During this period, he sold stationers’ supplies and printed and distributed 1, 200 copies of the poems of Stephen Duck. He also formulated an ambitious project for reprinting the Spectator, provided orders for 300 sets could be obtained.
In 1734, Waldo leased to him a mill on the Stroudwater, not far from Portland, and here he went with his family and began making paper. Within two years, he was in financial difficulties which led to protracted litigation.
The first case brought against him was for £70 arrears in rent. For this sum, Waldo seized his paper-making machinery, which was already mortgaged. Fie was thus rendered unable to manufacture more paper, his sole means of support, and was plunged into trouble with the mortgagee.
He was probably in Boston jail by the end of 1736 or the beginning of 1737, and from there he appealed one case after another for five years. Discussions of currency were engrossing the attention of Boston merchants at this time, and Fry, during his incarceration, wrote a treatise on currency for the consideration of the General Court (1739).
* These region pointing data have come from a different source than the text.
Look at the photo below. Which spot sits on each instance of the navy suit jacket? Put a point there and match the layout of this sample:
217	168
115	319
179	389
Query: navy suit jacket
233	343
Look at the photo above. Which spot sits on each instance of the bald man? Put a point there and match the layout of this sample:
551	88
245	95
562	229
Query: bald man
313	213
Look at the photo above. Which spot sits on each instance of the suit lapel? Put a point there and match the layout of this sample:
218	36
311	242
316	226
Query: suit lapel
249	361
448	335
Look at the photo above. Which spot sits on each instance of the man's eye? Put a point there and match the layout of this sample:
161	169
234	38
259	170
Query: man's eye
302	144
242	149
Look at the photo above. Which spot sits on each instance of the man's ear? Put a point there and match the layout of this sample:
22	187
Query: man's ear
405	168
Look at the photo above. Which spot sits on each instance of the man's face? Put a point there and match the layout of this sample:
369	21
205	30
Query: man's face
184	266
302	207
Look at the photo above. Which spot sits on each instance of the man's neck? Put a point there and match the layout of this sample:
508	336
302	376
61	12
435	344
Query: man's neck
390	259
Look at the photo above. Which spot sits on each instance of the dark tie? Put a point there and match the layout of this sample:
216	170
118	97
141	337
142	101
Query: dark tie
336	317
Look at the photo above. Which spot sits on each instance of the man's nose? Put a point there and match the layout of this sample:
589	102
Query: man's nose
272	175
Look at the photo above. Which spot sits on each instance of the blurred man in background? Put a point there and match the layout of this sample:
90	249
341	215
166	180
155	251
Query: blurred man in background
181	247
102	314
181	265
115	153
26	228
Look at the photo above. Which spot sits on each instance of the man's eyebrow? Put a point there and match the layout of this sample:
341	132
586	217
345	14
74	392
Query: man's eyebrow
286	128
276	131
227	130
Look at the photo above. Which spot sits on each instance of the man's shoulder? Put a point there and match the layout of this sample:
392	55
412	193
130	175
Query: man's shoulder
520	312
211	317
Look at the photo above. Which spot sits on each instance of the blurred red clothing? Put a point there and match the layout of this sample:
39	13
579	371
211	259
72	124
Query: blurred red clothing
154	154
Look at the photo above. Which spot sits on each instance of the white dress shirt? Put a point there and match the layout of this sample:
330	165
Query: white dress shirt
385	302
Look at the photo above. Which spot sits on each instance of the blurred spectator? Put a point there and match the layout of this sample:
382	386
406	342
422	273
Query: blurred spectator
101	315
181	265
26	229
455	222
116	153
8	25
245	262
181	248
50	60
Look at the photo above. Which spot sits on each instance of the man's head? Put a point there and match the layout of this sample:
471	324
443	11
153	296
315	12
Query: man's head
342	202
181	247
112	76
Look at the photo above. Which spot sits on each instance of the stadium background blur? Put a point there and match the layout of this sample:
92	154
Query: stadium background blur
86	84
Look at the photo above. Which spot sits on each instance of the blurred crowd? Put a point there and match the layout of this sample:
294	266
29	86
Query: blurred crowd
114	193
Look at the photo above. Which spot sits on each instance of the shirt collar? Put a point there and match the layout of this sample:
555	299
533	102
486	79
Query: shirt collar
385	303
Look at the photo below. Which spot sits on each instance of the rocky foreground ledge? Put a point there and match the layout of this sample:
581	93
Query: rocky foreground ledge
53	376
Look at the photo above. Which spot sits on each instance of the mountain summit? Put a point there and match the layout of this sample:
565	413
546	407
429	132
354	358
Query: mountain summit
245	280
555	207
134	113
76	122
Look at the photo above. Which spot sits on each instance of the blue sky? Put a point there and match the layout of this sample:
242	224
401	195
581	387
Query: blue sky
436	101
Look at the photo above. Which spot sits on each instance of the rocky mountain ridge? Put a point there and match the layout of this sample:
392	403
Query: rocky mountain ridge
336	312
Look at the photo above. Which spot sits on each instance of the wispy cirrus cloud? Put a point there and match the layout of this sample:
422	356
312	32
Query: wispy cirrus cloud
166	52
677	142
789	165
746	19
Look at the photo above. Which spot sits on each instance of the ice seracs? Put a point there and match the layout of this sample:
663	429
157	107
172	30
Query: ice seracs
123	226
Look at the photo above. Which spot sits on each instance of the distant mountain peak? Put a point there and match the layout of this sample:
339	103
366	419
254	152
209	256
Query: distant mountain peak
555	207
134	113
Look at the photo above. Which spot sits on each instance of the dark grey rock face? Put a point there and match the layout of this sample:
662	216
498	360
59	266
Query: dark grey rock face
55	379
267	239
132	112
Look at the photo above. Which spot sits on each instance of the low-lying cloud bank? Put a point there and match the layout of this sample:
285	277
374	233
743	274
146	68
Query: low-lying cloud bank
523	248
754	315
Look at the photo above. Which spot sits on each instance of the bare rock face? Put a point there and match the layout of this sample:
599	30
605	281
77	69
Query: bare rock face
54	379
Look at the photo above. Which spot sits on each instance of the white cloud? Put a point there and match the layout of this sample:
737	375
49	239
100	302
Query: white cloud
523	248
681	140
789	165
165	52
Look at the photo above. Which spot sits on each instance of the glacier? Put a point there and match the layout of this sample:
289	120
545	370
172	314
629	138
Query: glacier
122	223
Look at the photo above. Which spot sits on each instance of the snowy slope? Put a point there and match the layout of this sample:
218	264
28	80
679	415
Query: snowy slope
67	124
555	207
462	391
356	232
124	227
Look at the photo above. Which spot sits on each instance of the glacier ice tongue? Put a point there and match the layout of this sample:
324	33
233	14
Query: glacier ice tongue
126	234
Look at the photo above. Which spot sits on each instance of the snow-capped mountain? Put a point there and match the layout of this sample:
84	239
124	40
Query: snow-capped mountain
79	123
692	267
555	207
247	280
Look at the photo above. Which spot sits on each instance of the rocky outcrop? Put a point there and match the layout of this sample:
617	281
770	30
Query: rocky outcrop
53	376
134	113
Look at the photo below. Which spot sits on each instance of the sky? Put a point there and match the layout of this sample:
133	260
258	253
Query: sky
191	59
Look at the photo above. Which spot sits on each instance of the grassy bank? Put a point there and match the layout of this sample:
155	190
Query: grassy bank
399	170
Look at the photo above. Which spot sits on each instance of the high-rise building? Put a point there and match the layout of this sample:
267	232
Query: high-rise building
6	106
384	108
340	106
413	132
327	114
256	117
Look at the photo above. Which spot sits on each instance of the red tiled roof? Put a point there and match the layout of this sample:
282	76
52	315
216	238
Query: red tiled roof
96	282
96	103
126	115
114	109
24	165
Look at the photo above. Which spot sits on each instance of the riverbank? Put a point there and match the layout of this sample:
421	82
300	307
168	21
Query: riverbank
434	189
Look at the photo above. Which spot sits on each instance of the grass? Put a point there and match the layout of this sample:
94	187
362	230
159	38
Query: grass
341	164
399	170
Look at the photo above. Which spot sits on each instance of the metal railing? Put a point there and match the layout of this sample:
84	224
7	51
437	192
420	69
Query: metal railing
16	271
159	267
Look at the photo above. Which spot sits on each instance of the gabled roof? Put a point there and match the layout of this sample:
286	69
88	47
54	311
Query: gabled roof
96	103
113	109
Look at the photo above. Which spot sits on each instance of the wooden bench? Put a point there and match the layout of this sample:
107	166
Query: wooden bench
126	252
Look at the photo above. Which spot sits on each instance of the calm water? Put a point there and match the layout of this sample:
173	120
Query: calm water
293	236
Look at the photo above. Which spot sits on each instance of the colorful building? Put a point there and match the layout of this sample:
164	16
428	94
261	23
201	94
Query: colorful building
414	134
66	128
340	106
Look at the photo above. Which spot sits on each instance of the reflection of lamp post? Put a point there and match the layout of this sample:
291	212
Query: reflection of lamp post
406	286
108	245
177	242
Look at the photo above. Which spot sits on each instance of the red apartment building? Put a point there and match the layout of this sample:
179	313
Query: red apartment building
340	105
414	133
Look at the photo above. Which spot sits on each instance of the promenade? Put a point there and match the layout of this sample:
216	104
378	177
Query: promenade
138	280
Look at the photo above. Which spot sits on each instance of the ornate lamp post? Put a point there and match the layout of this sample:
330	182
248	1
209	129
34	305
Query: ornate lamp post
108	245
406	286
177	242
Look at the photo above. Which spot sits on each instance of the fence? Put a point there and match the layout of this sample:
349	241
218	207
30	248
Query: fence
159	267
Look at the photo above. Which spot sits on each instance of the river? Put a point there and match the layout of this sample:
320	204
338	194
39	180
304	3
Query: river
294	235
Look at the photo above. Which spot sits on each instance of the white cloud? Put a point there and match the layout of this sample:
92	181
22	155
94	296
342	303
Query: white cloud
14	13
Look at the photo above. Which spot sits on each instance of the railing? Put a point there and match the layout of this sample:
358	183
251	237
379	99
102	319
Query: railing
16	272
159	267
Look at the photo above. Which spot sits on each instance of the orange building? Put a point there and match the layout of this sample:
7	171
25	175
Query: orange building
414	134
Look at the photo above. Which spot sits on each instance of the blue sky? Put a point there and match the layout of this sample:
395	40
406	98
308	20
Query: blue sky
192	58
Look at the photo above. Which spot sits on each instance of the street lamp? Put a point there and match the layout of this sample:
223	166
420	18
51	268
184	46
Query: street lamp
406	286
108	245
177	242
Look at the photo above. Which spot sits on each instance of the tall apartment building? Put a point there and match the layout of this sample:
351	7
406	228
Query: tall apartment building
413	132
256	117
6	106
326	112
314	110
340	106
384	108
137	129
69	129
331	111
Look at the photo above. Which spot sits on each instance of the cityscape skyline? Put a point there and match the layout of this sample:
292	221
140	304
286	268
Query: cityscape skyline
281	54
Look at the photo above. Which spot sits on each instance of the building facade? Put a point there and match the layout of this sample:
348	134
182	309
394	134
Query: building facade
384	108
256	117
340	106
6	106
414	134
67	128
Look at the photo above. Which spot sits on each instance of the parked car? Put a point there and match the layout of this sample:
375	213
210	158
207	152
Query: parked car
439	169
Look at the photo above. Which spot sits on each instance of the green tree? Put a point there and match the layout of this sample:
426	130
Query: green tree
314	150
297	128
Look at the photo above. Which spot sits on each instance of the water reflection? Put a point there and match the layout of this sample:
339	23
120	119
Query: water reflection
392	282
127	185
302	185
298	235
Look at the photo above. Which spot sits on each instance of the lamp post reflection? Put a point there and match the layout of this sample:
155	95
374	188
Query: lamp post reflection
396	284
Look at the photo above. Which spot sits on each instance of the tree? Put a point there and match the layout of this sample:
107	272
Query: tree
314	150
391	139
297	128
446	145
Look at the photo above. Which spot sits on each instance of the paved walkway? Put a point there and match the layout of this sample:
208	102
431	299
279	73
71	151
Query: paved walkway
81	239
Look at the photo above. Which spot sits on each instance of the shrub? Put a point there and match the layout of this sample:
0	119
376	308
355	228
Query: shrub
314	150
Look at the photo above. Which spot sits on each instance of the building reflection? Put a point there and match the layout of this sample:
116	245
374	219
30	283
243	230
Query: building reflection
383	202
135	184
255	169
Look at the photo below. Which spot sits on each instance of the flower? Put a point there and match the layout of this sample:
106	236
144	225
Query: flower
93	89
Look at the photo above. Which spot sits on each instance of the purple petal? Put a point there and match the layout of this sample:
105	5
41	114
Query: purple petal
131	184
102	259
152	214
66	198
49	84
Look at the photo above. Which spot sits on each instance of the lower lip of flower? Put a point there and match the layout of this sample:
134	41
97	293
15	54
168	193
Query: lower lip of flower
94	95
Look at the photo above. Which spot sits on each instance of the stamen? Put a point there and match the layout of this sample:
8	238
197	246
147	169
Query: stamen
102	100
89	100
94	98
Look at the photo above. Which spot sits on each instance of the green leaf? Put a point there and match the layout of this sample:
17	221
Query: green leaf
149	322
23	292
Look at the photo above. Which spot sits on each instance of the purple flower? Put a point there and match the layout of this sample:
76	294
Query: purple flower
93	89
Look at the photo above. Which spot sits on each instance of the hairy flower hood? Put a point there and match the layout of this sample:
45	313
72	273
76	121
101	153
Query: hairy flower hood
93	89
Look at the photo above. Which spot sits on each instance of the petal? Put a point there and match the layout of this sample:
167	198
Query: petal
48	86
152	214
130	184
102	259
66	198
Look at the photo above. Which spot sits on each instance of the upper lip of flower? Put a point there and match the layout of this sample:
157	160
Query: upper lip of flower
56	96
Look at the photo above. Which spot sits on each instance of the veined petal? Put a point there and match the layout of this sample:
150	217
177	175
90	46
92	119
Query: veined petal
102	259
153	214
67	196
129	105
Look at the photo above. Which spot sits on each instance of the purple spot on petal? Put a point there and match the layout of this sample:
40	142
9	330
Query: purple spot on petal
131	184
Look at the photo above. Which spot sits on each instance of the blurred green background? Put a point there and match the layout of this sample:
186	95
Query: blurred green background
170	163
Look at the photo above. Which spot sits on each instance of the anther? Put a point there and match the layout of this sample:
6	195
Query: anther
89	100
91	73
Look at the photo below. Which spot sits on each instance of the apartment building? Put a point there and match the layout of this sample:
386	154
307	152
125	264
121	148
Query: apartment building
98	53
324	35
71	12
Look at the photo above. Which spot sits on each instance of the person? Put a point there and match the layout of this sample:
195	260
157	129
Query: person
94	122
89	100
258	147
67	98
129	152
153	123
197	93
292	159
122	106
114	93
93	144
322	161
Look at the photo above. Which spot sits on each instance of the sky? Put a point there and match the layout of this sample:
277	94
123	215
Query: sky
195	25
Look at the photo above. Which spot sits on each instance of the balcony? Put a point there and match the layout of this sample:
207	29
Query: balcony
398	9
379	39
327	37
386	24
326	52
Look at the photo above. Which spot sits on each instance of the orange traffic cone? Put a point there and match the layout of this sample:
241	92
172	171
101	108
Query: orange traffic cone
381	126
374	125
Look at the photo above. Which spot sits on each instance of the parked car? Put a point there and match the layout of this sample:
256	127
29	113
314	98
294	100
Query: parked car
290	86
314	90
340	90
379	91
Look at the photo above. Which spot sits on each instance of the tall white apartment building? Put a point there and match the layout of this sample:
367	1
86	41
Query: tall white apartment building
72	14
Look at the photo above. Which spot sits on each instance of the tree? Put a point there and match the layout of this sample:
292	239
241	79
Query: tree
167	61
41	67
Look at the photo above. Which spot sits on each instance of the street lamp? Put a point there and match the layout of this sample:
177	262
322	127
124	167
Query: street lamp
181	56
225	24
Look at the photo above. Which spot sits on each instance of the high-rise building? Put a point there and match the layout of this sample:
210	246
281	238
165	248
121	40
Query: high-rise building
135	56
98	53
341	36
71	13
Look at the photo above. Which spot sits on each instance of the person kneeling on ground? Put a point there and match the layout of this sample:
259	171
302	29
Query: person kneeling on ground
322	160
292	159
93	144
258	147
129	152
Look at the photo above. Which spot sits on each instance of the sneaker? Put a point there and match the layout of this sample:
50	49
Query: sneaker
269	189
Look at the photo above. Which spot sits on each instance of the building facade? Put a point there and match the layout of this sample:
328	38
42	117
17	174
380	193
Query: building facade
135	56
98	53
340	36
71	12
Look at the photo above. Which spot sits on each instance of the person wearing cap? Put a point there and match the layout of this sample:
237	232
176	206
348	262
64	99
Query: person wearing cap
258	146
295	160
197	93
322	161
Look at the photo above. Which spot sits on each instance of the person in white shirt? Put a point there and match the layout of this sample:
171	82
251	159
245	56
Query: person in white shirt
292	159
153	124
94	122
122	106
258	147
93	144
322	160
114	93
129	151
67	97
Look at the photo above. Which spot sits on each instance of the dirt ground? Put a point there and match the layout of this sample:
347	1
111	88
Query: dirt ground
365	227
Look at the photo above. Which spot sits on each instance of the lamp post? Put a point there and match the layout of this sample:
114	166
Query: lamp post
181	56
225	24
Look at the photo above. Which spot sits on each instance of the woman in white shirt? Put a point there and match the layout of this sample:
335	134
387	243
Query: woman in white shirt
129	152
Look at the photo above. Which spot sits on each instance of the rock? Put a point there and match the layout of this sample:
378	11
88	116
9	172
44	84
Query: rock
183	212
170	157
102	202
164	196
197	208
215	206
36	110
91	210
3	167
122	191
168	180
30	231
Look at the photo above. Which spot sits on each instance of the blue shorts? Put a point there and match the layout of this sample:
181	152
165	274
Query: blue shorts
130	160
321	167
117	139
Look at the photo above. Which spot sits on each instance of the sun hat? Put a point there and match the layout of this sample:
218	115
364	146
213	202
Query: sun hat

His scheme was of greater interest than the usual land-bank project of the time since it involved the creation of a chain of factories which should provide New England with a wide variety of products. Indeed, it probably had more value as a suggestion for the industrial development of the colonies than as a solution to the monetary difficulties of Massachusetts.
While in prison Fry also signed, and in all likelihood formulated, two vigorous petitions to the General Court, asking for better treatment of prisoners, and sent to that body a communication charging one of the keepers with circulating bills of the land bank.
His death occurred before August 1745, for in that month his widow, Martha Brook Fry, petitioned to be made administrator of his estate.